The Copyright Royalty Board on Friday published in the Federal Register its decision setting the royalty rates that noncommercial broadcasters will pay to the performing rights organizations for the public performance of musical compositions in over-the-air broadcasting during the period 2018-2022. The rates reflect settlements between ASCAP, BMI and SESAC and various organizations representing noncommercial broadcasters. The Corporation for Public Broadcasting agreed to one set of rates paid to cover NPR and PBS affiliates. The NRB (the religious broadcasters’ organization) agreed to another set of rates that apply to non-NPR radio stations not owned by colleges and universities, setting out rates that these noncommercial stations pay to each of the three legacy performing rights organizations. For these radio stations, the rates are based on the population served by each noncommercial station. College and university-owned stations can take advantage of a third set of rates, based primarily on the number of students in the school.
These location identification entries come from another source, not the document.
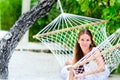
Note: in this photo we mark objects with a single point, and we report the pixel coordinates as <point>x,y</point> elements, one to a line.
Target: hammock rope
<point>61,34</point>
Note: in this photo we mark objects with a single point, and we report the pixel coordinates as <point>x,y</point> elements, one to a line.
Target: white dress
<point>88,67</point>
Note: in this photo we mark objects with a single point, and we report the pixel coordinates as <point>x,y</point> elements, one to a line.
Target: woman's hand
<point>77,76</point>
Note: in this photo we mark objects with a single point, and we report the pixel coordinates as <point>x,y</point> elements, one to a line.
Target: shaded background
<point>10,11</point>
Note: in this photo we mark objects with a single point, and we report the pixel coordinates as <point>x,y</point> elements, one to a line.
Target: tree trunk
<point>11,39</point>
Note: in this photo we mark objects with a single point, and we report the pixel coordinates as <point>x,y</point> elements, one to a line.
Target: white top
<point>97,76</point>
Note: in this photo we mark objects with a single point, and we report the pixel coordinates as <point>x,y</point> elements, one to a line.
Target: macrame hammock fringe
<point>61,34</point>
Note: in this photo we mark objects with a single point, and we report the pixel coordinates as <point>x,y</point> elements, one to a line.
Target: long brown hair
<point>78,51</point>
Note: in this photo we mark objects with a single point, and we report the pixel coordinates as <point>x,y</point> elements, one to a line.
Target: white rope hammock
<point>61,34</point>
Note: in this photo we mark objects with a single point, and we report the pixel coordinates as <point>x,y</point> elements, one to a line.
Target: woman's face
<point>84,41</point>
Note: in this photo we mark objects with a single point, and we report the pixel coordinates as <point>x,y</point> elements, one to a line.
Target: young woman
<point>95,69</point>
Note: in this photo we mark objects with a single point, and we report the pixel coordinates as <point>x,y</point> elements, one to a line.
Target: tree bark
<point>11,39</point>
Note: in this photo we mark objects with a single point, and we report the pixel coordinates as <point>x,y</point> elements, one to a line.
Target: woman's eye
<point>82,39</point>
<point>88,40</point>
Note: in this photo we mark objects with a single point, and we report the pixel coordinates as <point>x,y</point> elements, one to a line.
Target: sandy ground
<point>28,65</point>
<point>25,65</point>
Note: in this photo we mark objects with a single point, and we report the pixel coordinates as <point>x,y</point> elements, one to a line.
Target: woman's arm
<point>100,62</point>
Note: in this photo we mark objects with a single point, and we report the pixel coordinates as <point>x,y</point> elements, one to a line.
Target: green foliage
<point>9,12</point>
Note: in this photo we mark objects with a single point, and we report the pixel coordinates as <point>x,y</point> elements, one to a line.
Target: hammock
<point>60,36</point>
Interestingly, the newest PRO, GMR (about which we have written many times in connection with its battles with commercial radio – see for instance our articles here and here), did not file to participate in this proceeding when the proceeding began in early 2016 (see our article here on the commencement of the proceeding). The settlements approved by the CRB recognized that there may be some songwriters and publishers who are not members of ASCAP, BMI and SESAC but have music that is played on the air. A $1 fee to cover this unaffiliated music was provided in the settlement agreements. Only after these settlements were fully negotiated, filed with the CRB for approval, and published in the Federal Register as required by applicable law (well after what would otherwise have been the time for the litigation over the royalty rates had there been no settlements), GMR objected arguing that it should have been allocated royalties equal to those that SESAC is to receive. In the order published in the Federal Register on Friday, the GMR claim was rejected as being barred by the Copyright Act which effectively prohibits organizations from sitting back and ignoring a proceeding until the very last moment. Only “parties” to a proceeding, those that had timely participated in the case, are entitled under the law to object to a settlement and offer alternative proposals. Thus, for the five year period for which these royalties are in effect, this decision settles what the noncommercial broadcaster pays for the public performance rights to musical compositions for over the air broadcasts.